On this day: Roger Federer and Stan Wawinka earn Olympic gold medal

by   |  VIEW 5327

On this day: Roger Federer and Stan Wawinka earn Olympic gold medal

After a surprising loss to Tomas Berdych in Athens 2004, Roger Federer came to Beijing Olympics as one of the favorites to win the men's singles gold medal, only to be denied by James Blake in the quarter-final. After that, Roger turned his focus to men's doubles event, forging a great team with his good friend Stan Wawrinka that went all the way to win the gold medal for Switzerland and bring the Olympic glory for themselves.

A day earlier, the Swiss duo had a busy schedule, defeating Mahesh Bhupathi and Leander Paes in the quarters first before stunning Bob and Mike Bryan in the semi-final to reach the title match against Simon Aspelin and Thomas Johansson, who prevailed against Arnaud Clement and Michael Llodra in four hours and 46 minutes!

After that thrilling victory over the Bryan brothers, Roger and Stan were pumped and motivated to make one final push and grab the gold on August 16, ousting the Swedes 6-3, 6-4, 6-7, 6-3 to start a massive celebration after a service winner from Roger in the final point.

The Swiss pair earned the first break in game four, closing the opener after an excellent hold from Roger in game nine for a 6-3. They scored one break in set number two as well for a 6-4, serving better than the Swedes and making fewer errors.

Johansson and Aspelin finally broke their rivals at the beginning of the third set to gain momentum, although it was a short-lived one as they lost serve in the next game after three double faults! Still, the Swedes won the tie break 7-4 to prolong the encounter for at least one more set, hoping to make a complete comeback and lift the first title together.

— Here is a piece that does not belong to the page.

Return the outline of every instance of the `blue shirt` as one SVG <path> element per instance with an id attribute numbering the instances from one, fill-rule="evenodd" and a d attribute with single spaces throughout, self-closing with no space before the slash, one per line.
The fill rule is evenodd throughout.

Still, this was all they could do, with Wawrinka and Federer scoring a break in the fourth game of the fourth set to keep the advantage until the end and earn Olympic glory. This medal came in the perfect moment for Roger, who was about to lose the no.

1 spot to Rafael Nadal two days later, stepping down from the ATP throne for the first time in four and a half years.

Roger Federer and Stan Wawrinka claimed the doubles gold medal in Beijing 2008.

"It's not the first time this tournament, or in my life, I had to serve for a big match, but it definitely changed a little bit in doubles where sometimes you don't control that much yourself because guys usually go for huge returns.

When Stan held his serve easily to send up 5-2 up, I knew it's basically all up to me if we didn't break. It's basically the moment you dream of being in, even though there is so much pressure. It's where you want to find yourself, facing the pressure, and doing it.

I had to go through quite a few second serves to win the game, which made it even harder. We played fantastic tennis, it's a dream come true, almost disbelief to some degree. I grew up being a team player and always have been, I love team competition: basketball, soccer; it's always something I've enjoyed doing.

When I was in my first Davis Cup, I got my first Davis Cup nomination when I was maybe 16, and it was the greatest thing for me. What I tried to do today is, when I play Davis Cup is that atmosphere in the team is important.

It's really key to having a good atmosphere in the team, that's what we really have. We had such a good understanding of each other today on the court and throughout the whole week, two weeks. It's something we've been trying to build up for many years, and now especially the last month, talking a lot about how we would like to play doubles.

In the end, that it all comes together, it becomes such a sweet victory, you know, it's obviously fantastic. But, I mean, I've always enjoyed playing doubles. I haven't played it that much lately because the focus was singles and Grand Slams and No.

1 in the world. But it's still something I enjoy doing, especially at the important stages. It's a great feeling, especially celebrating it together. It's way different to celebrating it alone in the pool. I guess Michael Phelps knows that, too.

When he wins alone in the pool, it's not the same as when he wins it in relay. I think you could see it when he won, I think, his third medal, how happy he was. When he wins the relay, it's just a different feeling," Roger Federer said.